Chinese Coal Miner’s Rising Financing Costs Flag Debt Concerns

Hidili Industry International Development Ltd., a Chinese coal miner, reported rising debt-servicing costs yesterday, flagging concerns about borrowing levels in the nation as it clamps down on smokestack industries. Bond risk in Asia climbed.

Financing costs at Hidili, whose $400 million of 2015 bonds fell to as low as 55.5 cents on the dollar this month, jumped to 261.3 million yuan ($42.7 million) in the first half, according to a filing yesterday. The miner, which Standard Chartered Plc last month identified as one of the 10 weakest dollar-bond issuers in Asia, lost 269.2 million yuan in the period.

Non-payment concerns have mounted, with a gauge of credit-default swap contracts in Asia rising toward its highest close in two months, as China grapples with the longest streak of sub-8 percent growth in at least two decades. Chinese companies and local governments have piled on debt since 2008, when the government announced a 4 trillion yuan stimulus plan to cushion the economy from the global financial crisis.

“There are going to be problems associated with the huge increase in indebtedness that took place in 2009 and 2010,” said Tim Condon, the head of Asia research at ING Groep NV in Singapore. “It wouldn’t be reasonable to think that all of those loans are money good.”

Industry Controls

China will “strictly” control expansion of industries with overcapacity and those that consume a lot of energy or are highly polluting, according to a notice posted on the National Development and Reform Commission’s website yesterday.

Yields on dollar notes from Chinese issuers have risen 134 basis points this year to 6.44 percent, JPMorgan Chase & Co. indexes show.

Hidili had about 5.87 billion yuan of debt as of June 30, of which about 4.64 billion yuan is due within a year, the filings show. The company is paying between 5.4 percent and 12.1 percent for 2.1 billion yuan of loans. The miner’s dollar bonds pay an 8.625 percent coupon, data compiled by Bloomberg show. The notes yielded 36.8 percent as of yesterday.

The company plans to improve its financial position “by implementing a number of measures, including but not limited to raising further medium- to long-term banking facilities and rolling over short-term banking facilities to medium term when they fall due,” Hidili said in the exchange statement.

Bond Risk

“Meeting interest payments is a challenge,” BNP Paribas SA wrote in an equities research report dated yesterday. “Hidili’s balance sheet remains distressed, in our view.”

An investor relations official wasn’t immediately available to comment when called at the company’s Chengdu offices today. Hidili’s IR department didn’t immediately respond to e-mailed questions about its debt situation.

The Markit iTraxx Asia index of 40 investment-grade borrowers outside Japan rose 2 basis points to 169 basis points as of 4:18 p.m. in Hong Kong, Australia & New Zealand Banking Group Ltd. prices show.
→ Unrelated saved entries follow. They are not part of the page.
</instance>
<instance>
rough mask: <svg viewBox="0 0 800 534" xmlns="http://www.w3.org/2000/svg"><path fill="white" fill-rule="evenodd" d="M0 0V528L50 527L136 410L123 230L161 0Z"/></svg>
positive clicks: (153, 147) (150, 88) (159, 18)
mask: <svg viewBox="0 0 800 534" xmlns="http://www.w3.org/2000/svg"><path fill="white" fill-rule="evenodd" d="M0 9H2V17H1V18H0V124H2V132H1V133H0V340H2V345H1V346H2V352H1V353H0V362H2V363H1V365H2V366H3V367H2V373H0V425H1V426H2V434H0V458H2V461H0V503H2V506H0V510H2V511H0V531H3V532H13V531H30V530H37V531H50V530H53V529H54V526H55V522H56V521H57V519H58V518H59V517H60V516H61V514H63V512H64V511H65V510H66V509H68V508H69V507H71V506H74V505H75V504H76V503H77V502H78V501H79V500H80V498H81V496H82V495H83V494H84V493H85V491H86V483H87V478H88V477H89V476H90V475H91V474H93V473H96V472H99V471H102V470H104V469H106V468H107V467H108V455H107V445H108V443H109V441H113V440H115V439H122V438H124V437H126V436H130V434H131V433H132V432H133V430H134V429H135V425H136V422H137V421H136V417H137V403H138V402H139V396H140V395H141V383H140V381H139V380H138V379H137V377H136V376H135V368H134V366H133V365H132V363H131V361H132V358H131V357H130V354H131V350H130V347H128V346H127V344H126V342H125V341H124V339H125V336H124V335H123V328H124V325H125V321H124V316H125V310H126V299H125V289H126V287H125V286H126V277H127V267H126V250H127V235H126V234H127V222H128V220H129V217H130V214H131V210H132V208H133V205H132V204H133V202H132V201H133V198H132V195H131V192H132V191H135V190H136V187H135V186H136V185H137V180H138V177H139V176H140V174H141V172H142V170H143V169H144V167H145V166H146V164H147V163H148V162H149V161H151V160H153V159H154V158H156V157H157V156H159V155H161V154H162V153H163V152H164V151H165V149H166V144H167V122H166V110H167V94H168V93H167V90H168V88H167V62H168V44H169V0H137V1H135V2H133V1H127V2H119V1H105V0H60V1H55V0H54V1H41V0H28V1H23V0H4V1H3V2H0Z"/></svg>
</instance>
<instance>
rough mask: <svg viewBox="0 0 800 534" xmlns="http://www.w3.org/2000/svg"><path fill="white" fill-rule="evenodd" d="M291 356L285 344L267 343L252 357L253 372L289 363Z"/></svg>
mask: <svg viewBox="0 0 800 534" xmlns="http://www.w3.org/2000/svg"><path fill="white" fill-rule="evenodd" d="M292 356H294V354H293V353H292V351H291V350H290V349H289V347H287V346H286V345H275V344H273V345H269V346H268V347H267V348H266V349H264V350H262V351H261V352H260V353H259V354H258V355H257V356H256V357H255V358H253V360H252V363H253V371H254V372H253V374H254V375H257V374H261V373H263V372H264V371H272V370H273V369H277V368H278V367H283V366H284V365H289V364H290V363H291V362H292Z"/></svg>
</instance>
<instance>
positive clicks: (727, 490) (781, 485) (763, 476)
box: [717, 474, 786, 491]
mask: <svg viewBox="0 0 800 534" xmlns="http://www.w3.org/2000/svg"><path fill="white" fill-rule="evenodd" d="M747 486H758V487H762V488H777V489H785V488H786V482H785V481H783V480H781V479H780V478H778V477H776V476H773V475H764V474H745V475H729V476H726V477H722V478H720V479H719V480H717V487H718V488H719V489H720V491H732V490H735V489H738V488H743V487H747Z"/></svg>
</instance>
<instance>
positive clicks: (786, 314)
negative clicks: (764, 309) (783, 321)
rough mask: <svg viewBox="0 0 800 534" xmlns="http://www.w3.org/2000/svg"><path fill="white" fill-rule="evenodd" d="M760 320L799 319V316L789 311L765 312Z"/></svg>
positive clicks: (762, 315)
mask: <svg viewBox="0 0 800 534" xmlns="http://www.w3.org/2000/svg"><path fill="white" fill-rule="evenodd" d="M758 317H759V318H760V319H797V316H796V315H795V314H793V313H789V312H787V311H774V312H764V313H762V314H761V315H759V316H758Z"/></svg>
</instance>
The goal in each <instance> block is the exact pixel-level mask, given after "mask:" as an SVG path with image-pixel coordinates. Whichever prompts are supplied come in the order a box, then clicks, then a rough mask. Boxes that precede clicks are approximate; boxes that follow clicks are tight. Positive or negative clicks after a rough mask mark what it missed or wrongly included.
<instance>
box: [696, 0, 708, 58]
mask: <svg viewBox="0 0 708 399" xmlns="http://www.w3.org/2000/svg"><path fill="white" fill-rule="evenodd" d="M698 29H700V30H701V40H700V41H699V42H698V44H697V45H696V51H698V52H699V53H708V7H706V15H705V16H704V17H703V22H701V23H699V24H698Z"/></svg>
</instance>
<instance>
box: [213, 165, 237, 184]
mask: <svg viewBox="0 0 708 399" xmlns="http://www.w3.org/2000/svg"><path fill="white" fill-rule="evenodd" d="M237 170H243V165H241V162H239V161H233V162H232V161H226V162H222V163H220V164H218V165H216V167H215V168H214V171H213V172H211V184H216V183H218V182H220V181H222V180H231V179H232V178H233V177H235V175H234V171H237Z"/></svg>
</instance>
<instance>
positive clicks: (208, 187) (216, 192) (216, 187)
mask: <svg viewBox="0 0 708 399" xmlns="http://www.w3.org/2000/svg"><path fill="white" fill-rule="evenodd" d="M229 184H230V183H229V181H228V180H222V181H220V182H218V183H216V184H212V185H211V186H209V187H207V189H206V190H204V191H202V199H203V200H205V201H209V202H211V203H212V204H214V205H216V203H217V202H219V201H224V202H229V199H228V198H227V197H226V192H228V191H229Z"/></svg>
The gauge, which advanced 9.7 basis points yesterday, is set for its highest close since June 24, according to data provider CMA.

The Markit iTraxx Australia index increased 7 basis points to 129 as of 10:14 a.m. in Sydney, according to National Australia Bank Ltd. prices. The benchmark is poised for its biggest one-day gain since June 24 and its highest close since July 12, according to CMA, which is owned by McGraw-Hill Cos. and compiles prices quoted by dealers in the private market.

The Markit iTraxx Japan index climbed 2 basis points to 99 basis points as of 5:18 p.m. in Tokyo, according to Citigroup Inc. prices. The measure, which has ranged from 90.9 to 110.2 this quarter, is on course for its highest level since Aug. 22, according to CMA.

Credit-default swap indexes are benchmarks for insuring bonds against default and traders use them to speculate on credit quality. An increase signals deteriorating perceptions of creditworthiness, while a drop suggests the opposite.

The swap contracts pay the buyer face value in exchange for the underlying securities if a borrower fails to meet its debt agreements.